Biocompatible bonding of a rigid off-stoichiometry thiol-ene-epoxy polymer microfluidic cartridge to a biofunctionalized silicon biosensor

Attachment of biorecognition molecules prior to microfluidic packaging is advantageous for many silicon biosensor-based lab-on-a-chip (LOC) devices. This necessitates biocompatible bonding of the microfluidic cartridge, which, due to thermal or chemical incompatibility, excludes standard microfabrication bonding techniques. Here, we demonstrate a novel processing approach for a commercially available, two-step curable polymer to obtain biocompatible ultraviolet initiated (UVA)-bonding of polymer microfluidics to silicon biosensors.

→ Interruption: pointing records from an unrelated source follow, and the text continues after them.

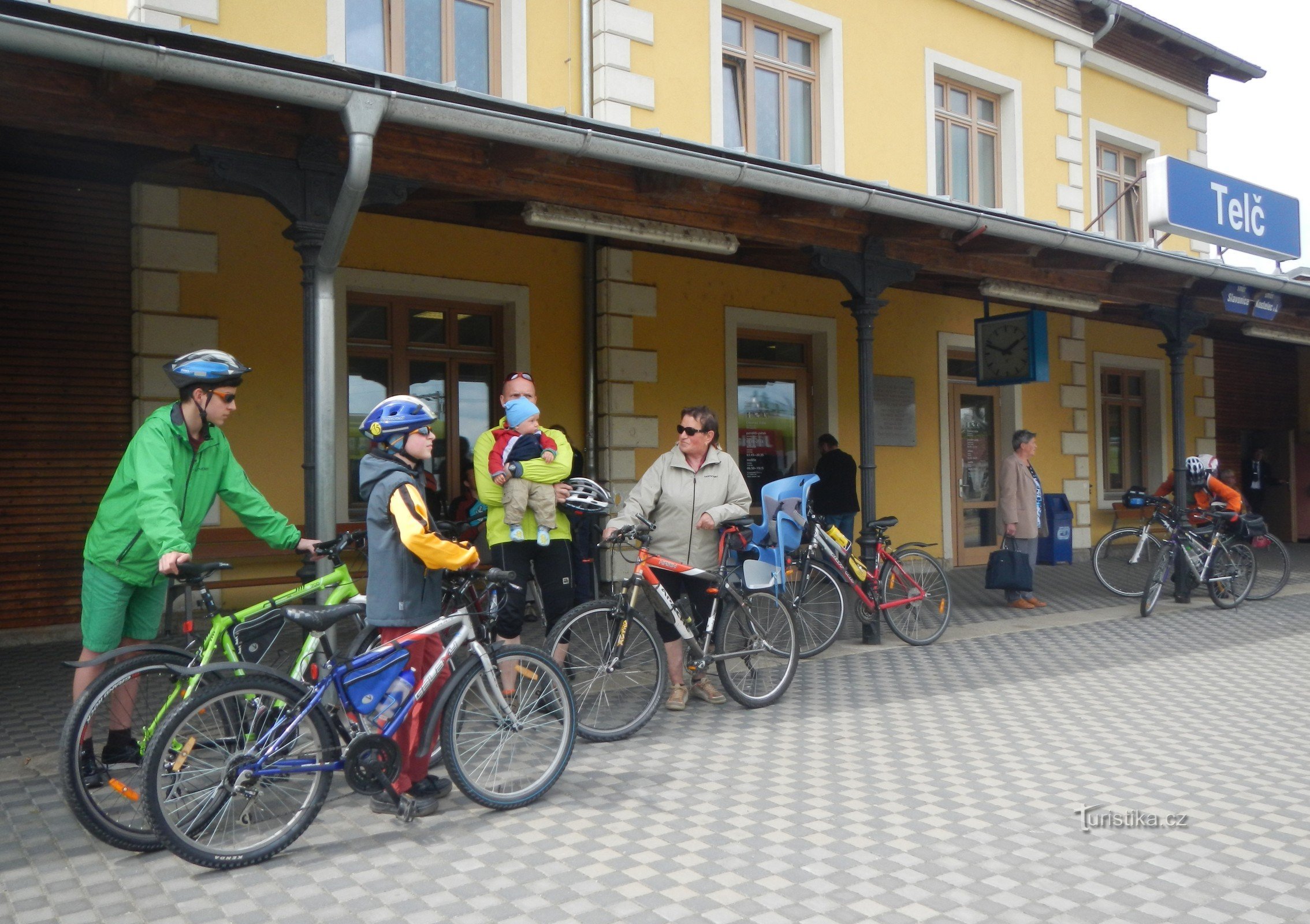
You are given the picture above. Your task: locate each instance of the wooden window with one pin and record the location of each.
(771, 88)
(446, 353)
(1117, 171)
(441, 41)
(1123, 409)
(969, 143)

Biocompatibility is assessed by UVA-bonding to antibody-functionalized ring resonator sensors and performing antigen capture assays while optically monitoring the sensor response. The assessments indicate normal biological function of the antibodies after UVA-bonding with selective binding to the target antigen. The bonding strength between polymer and silicon chips (non-biofunctionalized and biofunctionalized) is determined in terms of static liquid pressure. Polymer microfluidic cartridges are stored for more than 18 weeks between cartridge molding and cartridge-to-silicon bonding. All bonded devices withstand more than 2500 mbar pressure, far exceeding the typical requirements for LOC applications, while they may also be de-bonded after use. We suggest that these characteristics arise from bonding mainly through intermolecular forces, with a large extent of hydrogen bonds. Dimensional fidelity assessed by microscopy imaging shows less than 2% shrinkage through the molding process and the water contact angle is approximately 80°. As there is generally little absorption of UVA light (365 nm) in proteins and nucleic acids, this UVA-bonding procedure should be applicable for packaging a wide variety of biosensors into LOC systems.